Just 250 birds left alive
As few as 250 grey-breasted parakeets, which are native to Ceará in northeast Brazil, are believed to remain in the wild. Habitat loss and the illegal pet trade are blamed for their devastating decline. However the new arrivals have given conservationists fresh hope in the fight to haul the species back from the brink.

"These little additions are very significant indeed," said Andy Woolham, Chester Zoo's team manager of parrots and penguins. "Chester is the only zoo that works with grey-breasted parakeets in the UK and we're absolutely thrilled that we've been able to breed them, not least because there is real concern about the long-term future of the species in the wild.

Habitat loss
"Just 13% of their original habitat now remains as it has been cut down to make way for coffee plantations. That, coupled with what is thought to be their main threat, the illegal trade in captured individuals, has resulted in a dramatic reduction in their numbers. Sadly, they really are being pushed towards the very edge of extinction. However these hatchings give us hope and the challenge now for us is to replicate our breeding successes; try and establish a safety net population of these birds and help make sure that the future of this wonderful species is safeguarded."

  • The grey-breasted parakeet is considered the most 
    critically endangered parakeet species in Brazil.
  • Once regarded as a sub-species of the white eared 
    parakeets (Pyrrhura leucotis) they were recently 
    given full species status
  • The chicks hatched on July 22

The diminutive grey-breasted parakeet (Latin name Pyrrhura griseipectus), which is listed by Birdlife International as being critically endangered, grow to around 22cm tall and reach just 50g in weight.

Mr Woolham added: "When our chicks first hatched they were the size of 50 pence pieces. For the first 11 weeks they remained in their nest box where they were well looked after by their parents until they started feeding themselves, just as they would in the wild. But now we've finally been able to get a closer look at them.
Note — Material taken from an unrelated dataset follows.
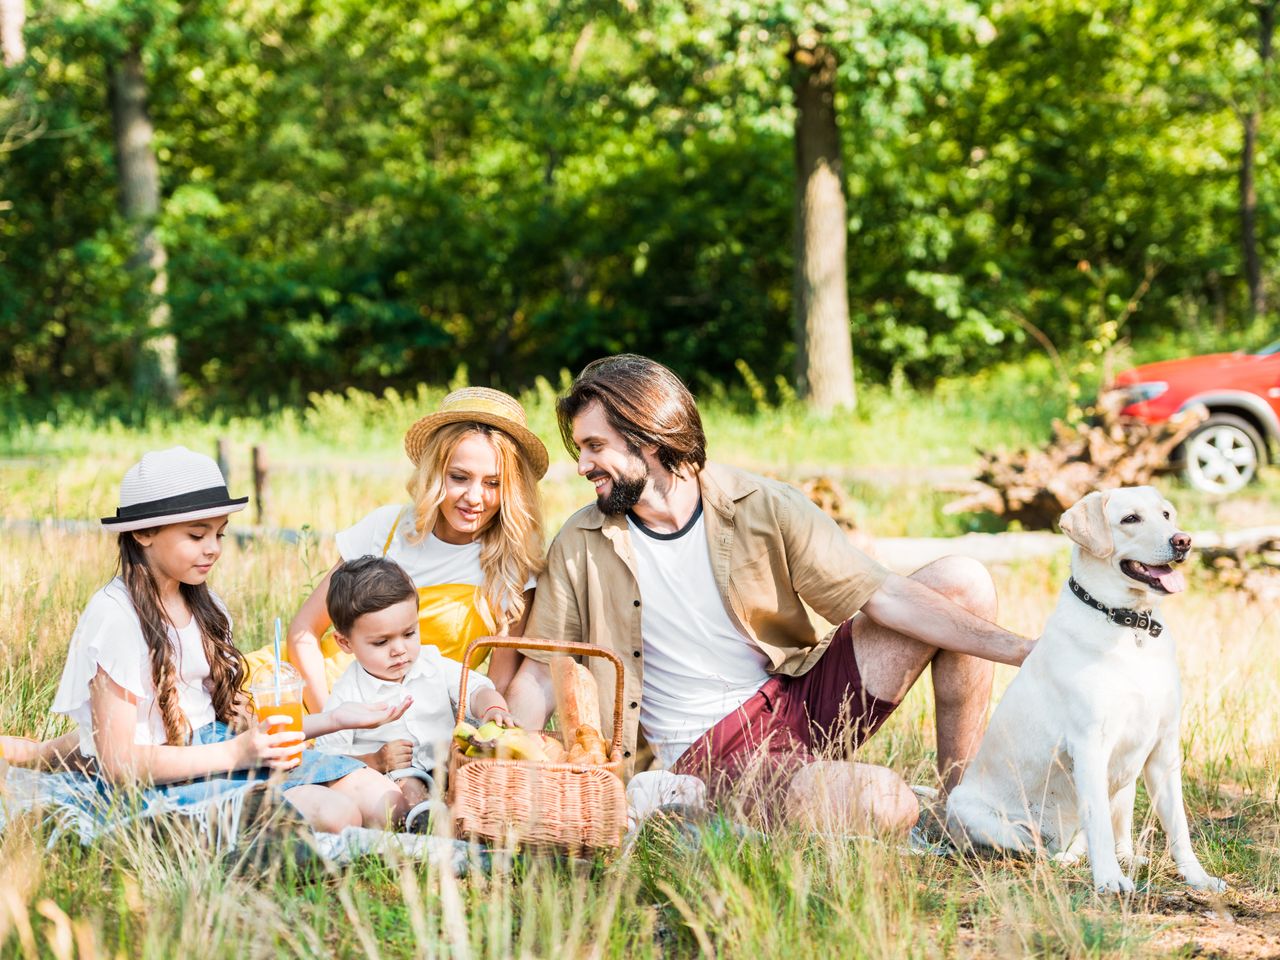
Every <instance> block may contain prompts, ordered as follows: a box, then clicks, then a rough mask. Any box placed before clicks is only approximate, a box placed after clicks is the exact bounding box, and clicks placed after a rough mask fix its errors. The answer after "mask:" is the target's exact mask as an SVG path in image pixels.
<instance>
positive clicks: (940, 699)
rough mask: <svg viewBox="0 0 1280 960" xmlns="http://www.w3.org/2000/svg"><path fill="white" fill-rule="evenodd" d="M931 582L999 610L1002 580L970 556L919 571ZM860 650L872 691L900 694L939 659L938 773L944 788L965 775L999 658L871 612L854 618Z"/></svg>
mask: <svg viewBox="0 0 1280 960" xmlns="http://www.w3.org/2000/svg"><path fill="white" fill-rule="evenodd" d="M911 579H913V580H916V581H919V582H922V584H924V585H925V586H928V588H931V589H933V590H936V591H937V593H940V594H942V595H943V596H946V598H947V599H950V600H952V602H954V603H957V604H959V605H961V607H964V608H965V609H968V611H969V612H970V613H974V614H977V616H979V617H983V618H984V620H992V621H993V620H995V618H996V588H995V585H993V584H992V581H991V575H989V573H988V572H987V568H986V567H984V566H982V564H980V563H978V562H977V561H973V559H969V558H966V557H943V558H941V559H937V561H934V562H933V563H929V564H928V566H924V567H922V568H920V570H918V571H915V572H914V573H913V575H911ZM852 641H854V658H855V660H856V663H858V672H859V673H860V675H861V681H863V690H865V691H867V692H868V694H870V695H872V696H874V698H877V699H881V700H888V701H891V703H897V701H900V700H901V699H902V698H904V696H906V691H908V690H910V689H911V685H914V684H915V681H916V680H919V677H920V673H923V672H924V668H925V666H928V664H931V663H932V664H933V696H934V722H936V724H937V736H938V740H937V745H938V776H940V777H941V778H942V788H943V792H946V791H950V790H951V788H952V787H955V785H956V783H959V782H960V776H961V774H963V773H964V768H965V765H966V764H968V763H969V760H972V759H973V756H974V754H975V753H977V751H978V744H979V742H980V741H982V732H983V730H984V727H986V722H987V707H988V704H989V703H991V678H992V675H993V664H992V663H991V662H989V660H983V659H979V658H978V657H968V655H964V654H957V653H952V652H950V650H940V649H938V648H937V646H931V645H928V644H923V643H920V641H919V640H914V639H911V637H909V636H904V635H902V634H899V632H896V631H892V630H888V628H886V627H882V626H879V625H878V623H876V622H873V621H872V620H870V618H869V617H858V618H856V620H855V621H854V625H852Z"/></svg>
"We've also been able to take a tail feather from each of the chicks, which will now be sent off for DNA sexing. It's vitally important that we know their genders so that we can work out who to pair with who in the future. These birds are extremely important and hopefully both will one day go on to have chicks of their own."

The chicks hatched just six weeks after a new purpose-built breeding facility for rare parrots was opened at the zoo. The zoo also supports a project which is working to protect the species in the wild.

Chester Zoo has also achieved breeding successes with several other threatened parrot species, including Mount Apo lorikeet, Ecuadorian Amazon, hyacinth macaw and Philippine cockatoo.